Exploring the behavior of pytorch geometric's LinkNeighborSampler, we identified the sampling method consistently oversampled the first possible combination of neighbors, while consistently missed the last possible combination of neighbors. This error appears to happen due to the sampling logic implemented here.

How to reproduce

We tested with a toy example of a heterogeneous graph.

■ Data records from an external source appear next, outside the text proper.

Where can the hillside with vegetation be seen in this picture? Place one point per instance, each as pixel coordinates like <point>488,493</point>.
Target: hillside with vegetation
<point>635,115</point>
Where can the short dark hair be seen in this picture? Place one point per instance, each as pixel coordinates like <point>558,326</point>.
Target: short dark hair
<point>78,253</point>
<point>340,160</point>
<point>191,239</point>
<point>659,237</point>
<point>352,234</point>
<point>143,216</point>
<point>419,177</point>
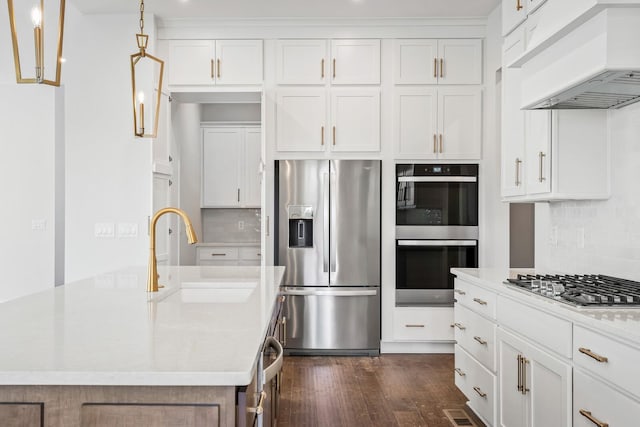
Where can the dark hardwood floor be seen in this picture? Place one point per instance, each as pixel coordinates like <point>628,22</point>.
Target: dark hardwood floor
<point>390,390</point>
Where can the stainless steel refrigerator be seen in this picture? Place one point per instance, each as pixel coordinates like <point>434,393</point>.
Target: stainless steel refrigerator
<point>328,238</point>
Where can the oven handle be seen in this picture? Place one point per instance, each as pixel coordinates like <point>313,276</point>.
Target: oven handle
<point>437,179</point>
<point>437,243</point>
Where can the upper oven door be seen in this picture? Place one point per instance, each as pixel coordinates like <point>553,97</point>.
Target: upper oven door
<point>436,199</point>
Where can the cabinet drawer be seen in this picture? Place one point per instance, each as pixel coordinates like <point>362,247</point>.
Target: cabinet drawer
<point>550,331</point>
<point>422,324</point>
<point>476,335</point>
<point>594,399</point>
<point>249,253</point>
<point>477,383</point>
<point>607,358</point>
<point>477,299</point>
<point>217,254</point>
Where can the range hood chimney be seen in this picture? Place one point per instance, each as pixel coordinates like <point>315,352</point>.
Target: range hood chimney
<point>595,66</point>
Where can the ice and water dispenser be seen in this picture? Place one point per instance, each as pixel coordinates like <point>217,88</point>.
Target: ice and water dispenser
<point>300,226</point>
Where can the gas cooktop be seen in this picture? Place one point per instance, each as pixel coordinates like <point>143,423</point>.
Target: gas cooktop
<point>582,290</point>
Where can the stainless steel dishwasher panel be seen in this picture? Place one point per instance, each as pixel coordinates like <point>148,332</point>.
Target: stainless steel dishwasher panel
<point>332,321</point>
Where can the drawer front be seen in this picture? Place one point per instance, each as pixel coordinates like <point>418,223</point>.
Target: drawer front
<point>550,331</point>
<point>594,402</point>
<point>477,299</point>
<point>217,253</point>
<point>423,324</point>
<point>607,358</point>
<point>250,253</point>
<point>477,383</point>
<point>476,335</point>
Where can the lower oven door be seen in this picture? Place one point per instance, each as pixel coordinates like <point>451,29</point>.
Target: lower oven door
<point>423,274</point>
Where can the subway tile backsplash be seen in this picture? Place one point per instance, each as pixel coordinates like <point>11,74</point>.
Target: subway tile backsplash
<point>231,225</point>
<point>611,227</point>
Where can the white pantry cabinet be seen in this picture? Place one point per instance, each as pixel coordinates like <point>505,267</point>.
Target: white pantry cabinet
<point>430,61</point>
<point>304,123</point>
<point>230,167</point>
<point>535,386</point>
<point>215,62</point>
<point>438,123</point>
<point>307,61</point>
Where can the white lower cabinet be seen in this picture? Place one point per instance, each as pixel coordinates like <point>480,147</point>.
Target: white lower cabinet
<point>423,324</point>
<point>535,386</point>
<point>597,404</point>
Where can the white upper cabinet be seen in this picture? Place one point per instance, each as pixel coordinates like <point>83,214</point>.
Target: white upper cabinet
<point>221,62</point>
<point>514,12</point>
<point>446,61</point>
<point>355,62</point>
<point>303,62</point>
<point>301,120</point>
<point>230,167</point>
<point>442,123</point>
<point>355,120</point>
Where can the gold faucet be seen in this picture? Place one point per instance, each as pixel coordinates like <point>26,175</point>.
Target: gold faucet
<point>152,277</point>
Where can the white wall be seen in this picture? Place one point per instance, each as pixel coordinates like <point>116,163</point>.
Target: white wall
<point>108,170</point>
<point>611,227</point>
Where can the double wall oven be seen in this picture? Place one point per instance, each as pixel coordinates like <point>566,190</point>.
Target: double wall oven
<point>436,229</point>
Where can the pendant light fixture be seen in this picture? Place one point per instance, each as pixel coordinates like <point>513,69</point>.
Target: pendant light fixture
<point>143,68</point>
<point>19,21</point>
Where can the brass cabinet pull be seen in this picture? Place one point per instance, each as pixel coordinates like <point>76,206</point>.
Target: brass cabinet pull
<point>541,156</point>
<point>519,358</point>
<point>480,340</point>
<point>593,355</point>
<point>260,408</point>
<point>480,392</point>
<point>518,163</point>
<point>593,419</point>
<point>524,362</point>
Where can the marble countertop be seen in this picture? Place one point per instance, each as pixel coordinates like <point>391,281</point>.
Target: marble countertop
<point>622,323</point>
<point>108,330</point>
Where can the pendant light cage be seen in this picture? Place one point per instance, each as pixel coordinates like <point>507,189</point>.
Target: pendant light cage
<point>21,33</point>
<point>143,69</point>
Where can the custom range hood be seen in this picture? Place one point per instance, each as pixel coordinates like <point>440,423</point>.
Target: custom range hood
<point>595,65</point>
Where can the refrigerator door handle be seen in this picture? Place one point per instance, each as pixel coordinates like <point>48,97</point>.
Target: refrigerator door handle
<point>325,225</point>
<point>332,238</point>
<point>330,292</point>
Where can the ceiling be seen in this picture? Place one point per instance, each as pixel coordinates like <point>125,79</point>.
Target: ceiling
<point>171,9</point>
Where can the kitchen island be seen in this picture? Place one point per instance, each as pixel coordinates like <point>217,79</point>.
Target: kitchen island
<point>103,350</point>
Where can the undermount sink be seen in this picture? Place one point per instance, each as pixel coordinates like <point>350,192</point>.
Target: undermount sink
<point>216,291</point>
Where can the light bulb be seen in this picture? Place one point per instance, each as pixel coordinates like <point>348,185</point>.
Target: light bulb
<point>36,17</point>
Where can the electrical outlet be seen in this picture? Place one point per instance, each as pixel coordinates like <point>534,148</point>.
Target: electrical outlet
<point>38,224</point>
<point>104,230</point>
<point>580,238</point>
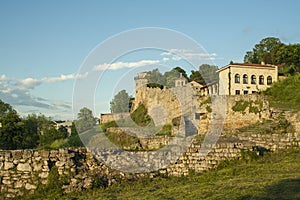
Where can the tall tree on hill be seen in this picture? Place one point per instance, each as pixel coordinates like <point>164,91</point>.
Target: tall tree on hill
<point>120,102</point>
<point>155,76</point>
<point>196,76</point>
<point>265,51</point>
<point>208,73</point>
<point>85,120</point>
<point>12,127</point>
<point>172,75</point>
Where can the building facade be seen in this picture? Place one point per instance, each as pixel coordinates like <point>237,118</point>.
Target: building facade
<point>236,79</point>
<point>140,80</point>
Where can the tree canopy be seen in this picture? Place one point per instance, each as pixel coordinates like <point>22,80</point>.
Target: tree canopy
<point>85,120</point>
<point>120,102</point>
<point>271,50</point>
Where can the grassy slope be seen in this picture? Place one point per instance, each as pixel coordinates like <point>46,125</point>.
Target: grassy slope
<point>274,176</point>
<point>285,94</point>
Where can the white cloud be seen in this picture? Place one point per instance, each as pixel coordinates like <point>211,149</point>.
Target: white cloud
<point>28,83</point>
<point>63,77</point>
<point>18,92</point>
<point>120,65</point>
<point>2,77</point>
<point>165,59</point>
<point>178,54</point>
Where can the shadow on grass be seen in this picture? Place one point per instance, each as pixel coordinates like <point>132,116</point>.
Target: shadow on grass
<point>285,189</point>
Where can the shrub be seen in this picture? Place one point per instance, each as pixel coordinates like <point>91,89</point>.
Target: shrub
<point>140,116</point>
<point>107,125</point>
<point>166,130</point>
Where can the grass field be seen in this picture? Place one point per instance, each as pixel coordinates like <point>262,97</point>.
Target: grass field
<point>274,176</point>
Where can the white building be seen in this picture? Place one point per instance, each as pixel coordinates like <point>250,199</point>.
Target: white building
<point>236,79</point>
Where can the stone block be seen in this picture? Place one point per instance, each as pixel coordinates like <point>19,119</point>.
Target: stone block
<point>24,167</point>
<point>29,186</point>
<point>8,165</point>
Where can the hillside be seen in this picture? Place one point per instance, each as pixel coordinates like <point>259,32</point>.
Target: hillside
<point>285,94</point>
<point>273,176</point>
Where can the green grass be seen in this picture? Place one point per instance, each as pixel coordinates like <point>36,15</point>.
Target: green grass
<point>140,116</point>
<point>285,94</point>
<point>273,176</point>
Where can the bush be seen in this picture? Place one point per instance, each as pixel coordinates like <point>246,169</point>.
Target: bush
<point>166,130</point>
<point>140,116</point>
<point>107,125</point>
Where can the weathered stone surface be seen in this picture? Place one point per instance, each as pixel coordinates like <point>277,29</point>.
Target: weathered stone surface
<point>82,168</point>
<point>24,167</point>
<point>8,165</point>
<point>29,186</point>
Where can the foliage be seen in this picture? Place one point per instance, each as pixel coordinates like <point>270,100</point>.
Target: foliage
<point>155,76</point>
<point>166,130</point>
<point>264,51</point>
<point>176,121</point>
<point>85,120</point>
<point>107,125</point>
<point>208,109</point>
<point>140,116</point>
<point>272,51</point>
<point>254,106</point>
<point>208,72</point>
<point>272,176</point>
<point>285,94</point>
<point>51,190</point>
<point>196,76</point>
<point>172,75</point>
<point>206,101</point>
<point>11,132</point>
<point>155,85</point>
<point>120,102</point>
<point>124,140</point>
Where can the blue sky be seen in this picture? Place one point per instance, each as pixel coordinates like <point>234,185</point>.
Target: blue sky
<point>44,43</point>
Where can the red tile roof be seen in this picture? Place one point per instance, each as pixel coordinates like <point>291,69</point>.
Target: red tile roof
<point>247,65</point>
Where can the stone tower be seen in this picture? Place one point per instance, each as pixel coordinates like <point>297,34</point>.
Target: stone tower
<point>140,80</point>
<point>181,81</point>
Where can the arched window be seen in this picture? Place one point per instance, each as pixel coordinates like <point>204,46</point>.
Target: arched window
<point>245,79</point>
<point>253,79</point>
<point>269,80</point>
<point>261,80</point>
<point>237,78</point>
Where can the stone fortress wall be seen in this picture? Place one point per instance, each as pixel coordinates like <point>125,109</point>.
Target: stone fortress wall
<point>21,171</point>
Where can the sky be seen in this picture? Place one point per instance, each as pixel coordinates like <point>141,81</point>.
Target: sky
<point>53,58</point>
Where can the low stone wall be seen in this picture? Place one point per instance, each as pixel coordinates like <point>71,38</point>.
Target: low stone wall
<point>23,170</point>
<point>108,117</point>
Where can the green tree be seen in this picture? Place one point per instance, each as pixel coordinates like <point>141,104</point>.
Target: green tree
<point>4,109</point>
<point>31,134</point>
<point>85,120</point>
<point>196,76</point>
<point>172,75</point>
<point>62,132</point>
<point>120,102</point>
<point>265,51</point>
<point>155,76</point>
<point>208,72</point>
<point>11,131</point>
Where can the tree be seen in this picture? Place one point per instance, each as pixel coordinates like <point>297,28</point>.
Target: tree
<point>172,75</point>
<point>85,120</point>
<point>264,51</point>
<point>4,109</point>
<point>11,131</point>
<point>62,132</point>
<point>196,76</point>
<point>208,72</point>
<point>155,76</point>
<point>31,133</point>
<point>120,102</point>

from torch_geometric.data import HeteroData
from torch_geometric.transforms import ToUndirected
import torch

num_papers = 4
num_paper_features = 10
num_authors = 5
num_authors_features = 12
data = HeteroData()

# Create two node types "paper" and "author" holding a feature matrix:
data['paper'].x = torch.randn(num_papers, num_paper_features)
data['paper'].id = torch.arange(0, num_papers)
data['paper'].type = "paper"
data['author'].x = torch.randn(num_authors, num_authors_features)
data['author'].id = torch.arange(0, num_authors)
data['author'].type = "author"

# Create an edge type "(author, writes, paper)" and building the
# graph connectivity:
data['author', 'writes', 'paper'].edge_index = torch.tensor([
    [0, 1, 2, 2, 3, 4, 2, 2],
    [0, 0, 0, 1, 0, 1, 2, 3],
])


# PyTorch tensor functionality:
transform = ToUndirected()
data = transform(data)

With this toy graph, we created a LinkNeighborLoader that samples two authors

from torch_geometric.loader import LinkNeighborLoader

num_neighbors = {
    ('author', 'writes', 'paper'): [2],
    ('paper', 'rev_writes', 'author'): [0],
}

edge_label_index = (('author', 'writes', 'paper'), torch.tensor([[0],[0]]))
edge_label = torch.tensor([[1, 1]])

loader = LinkNeighborLoader(
    data,
    num_neighbors=num_neighbors,
    edge_label_index=edge_label_index,
    edge_label=edge_label,
)

Lastly, to determine the sampling frecuency of pairs of neighbors, we sampled 10000 pairs and counted pair frequency

from collections import defaultdict

counts = defaultdict(lambda: 0)
num_samples = 10000

for _ in range(num_samples):

    sampled_data = next(iter(loader))
    edge = sampled_data[('author', 'writes', 'paper')].edge_index[0].tolist()
    author_id = sampled_data['author'].n_id[edge[0]].item()
    author2_id = sampled_data['author'].n_id[edge[1]].item()
    key = tuple(sorted((author_id, author2_id)))
    counts[key] += 1

The output consistently displayed the first combination being sampled two times more than any other, while the last possible combination was never sampled

for k, v in dict(counts).items():
    print(k, v/num_samples)
# > (0, 1) 0.3382
# > (1, 2) 0.164
# > (0, 2) 0.1671
# > (0, 3) 0.1706
# > (1, 3) 0.1601

In this case, the combination (0,1) was oversampled, showing up twice as more than any other combination, while the combination (2,3) was not sampled at all.

this happened with every number of neighbors and root nodes we selected, as long as the number of sampled neighbors was less than the number of neighbors.